Draft Gender Recognition Bill Guidance

This page is intended as a longer guide to help you support the Scottish Government Gender Recognition Reform (Scotland) Bill consultation. If you would like to read our short simple guidance, you can do so by clicking here. If you keep this page up whilst you have the consultation open in another tab on your internet browser, you will be able to move back and forth between them to help you complete your response.

The Scottish Government wants to know what you think about their draft Bill to reform the Gender Recognition Act (GRA) 2004. The deadline for responding is 17 March 2020.

Click here to open the consultation form in a new window/tab. You can then look back and forth between this guide and the consultation form while you complete your response.

You don’t need to live in Scotland to take part. Wherever you live in the world, you can tell the Scottish Government you support GRA reform.

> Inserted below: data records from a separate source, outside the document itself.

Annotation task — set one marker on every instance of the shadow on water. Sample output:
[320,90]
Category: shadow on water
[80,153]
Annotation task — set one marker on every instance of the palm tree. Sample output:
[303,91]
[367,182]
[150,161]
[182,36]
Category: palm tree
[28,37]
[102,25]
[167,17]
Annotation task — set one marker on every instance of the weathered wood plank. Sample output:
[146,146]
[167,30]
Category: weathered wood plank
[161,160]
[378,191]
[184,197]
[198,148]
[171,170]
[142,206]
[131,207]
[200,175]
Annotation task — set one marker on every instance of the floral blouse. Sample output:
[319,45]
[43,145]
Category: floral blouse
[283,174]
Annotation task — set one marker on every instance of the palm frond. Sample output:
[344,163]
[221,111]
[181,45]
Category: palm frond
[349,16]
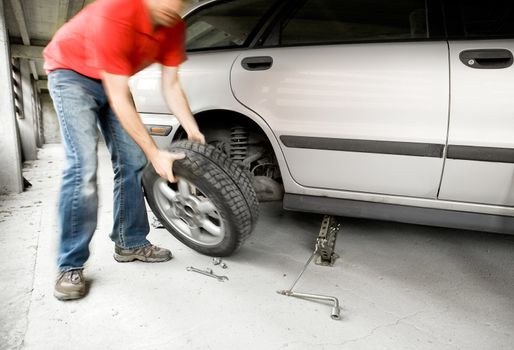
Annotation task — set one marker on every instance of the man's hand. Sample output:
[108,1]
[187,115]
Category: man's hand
[162,162]
[196,136]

If you are an organisation and want to talk to us about how to ensure your consultation response can be most effective, please get in touch by emailing info@scottishtrans.org

If you are an individual and want to talk to us about what you’d like to put into your response, please get in touch by emailing info@scottishtrans.org

Our full response to the Bill will be published as soon as we’ve written it. Feel free to use any parts you find useful.

The GRA allows some trans people to change the sex on their birth certificate, providing them with formal legal recognition of who they are. Having a birth certificate with the correct sex on it makes sure trans people’s final bit of paperwork matches their life. It helps trans people marry and get their pension correctly, and it gives them improved privacy.  However, the current process is bureaucratic, invasive and humiliating. As a result of these barriers, only one in ten trans people have applied for a gender recognition certificate to change the sex on their birth certificate. We want to improve this, and you can help. Find out more about why the GRA needs reforming.

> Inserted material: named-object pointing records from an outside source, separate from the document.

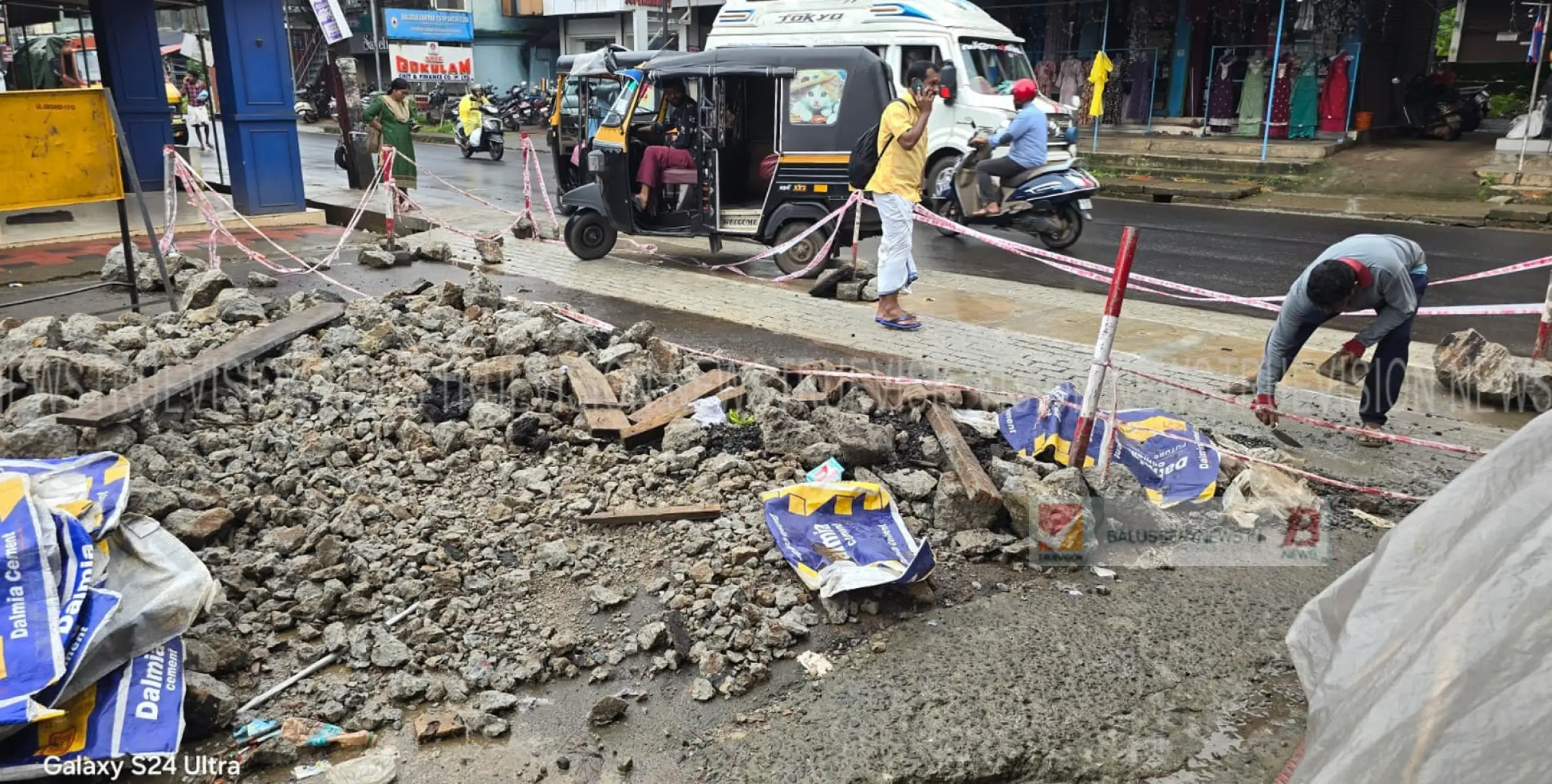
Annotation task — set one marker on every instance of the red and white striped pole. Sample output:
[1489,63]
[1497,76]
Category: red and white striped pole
[1545,329]
[1107,337]
[390,216]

Remember that GRA reform is only about how trans people are able to update their birth certificates to reflect who they are. These changes do not affect the laws governing how trans people access single-sex spaces, participate in sport, update other identity documents like passports or driving licenses, or interact with services on a day-to-day basis. None of these things are decided by what is on a trans person’s birth certificate.

There are only five questions about the draft Bill. However question four, which asks if you have any other comments, need answers on a range of topics. We’ve separated each of the topics in the guide below, so it is easier to follow, but tried to make it clear that they should all be covered in the same question.

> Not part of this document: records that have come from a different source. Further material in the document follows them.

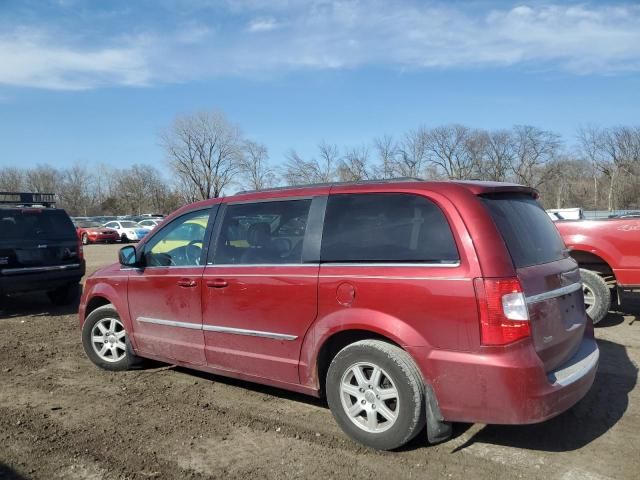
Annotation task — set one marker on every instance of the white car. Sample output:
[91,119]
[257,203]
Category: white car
[150,223]
[129,231]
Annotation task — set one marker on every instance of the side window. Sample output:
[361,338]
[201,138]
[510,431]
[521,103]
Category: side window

Throughout the consultation, you have the option to simply select which option you agree with to each question, or to select an option and also leave additional information around why you’ve made your selection.

Question 1. Do you have any comments on the proposal that applicants must live in their acquired gender for at least 3 months before applying for a GRC?

Question 2. Do you have any commentso n the proposal that applicants must go through a period of reflection for at least 3 months before obtaining a GRC?

Question 3. Should the minimum age at which a person can apply for legal gender recognition be reduced from 18 to 16?

Question 4. Do you have any other comments on the provisions of the draft Bill?

Question 5. Do you have any comments on the draft Impact Assessments?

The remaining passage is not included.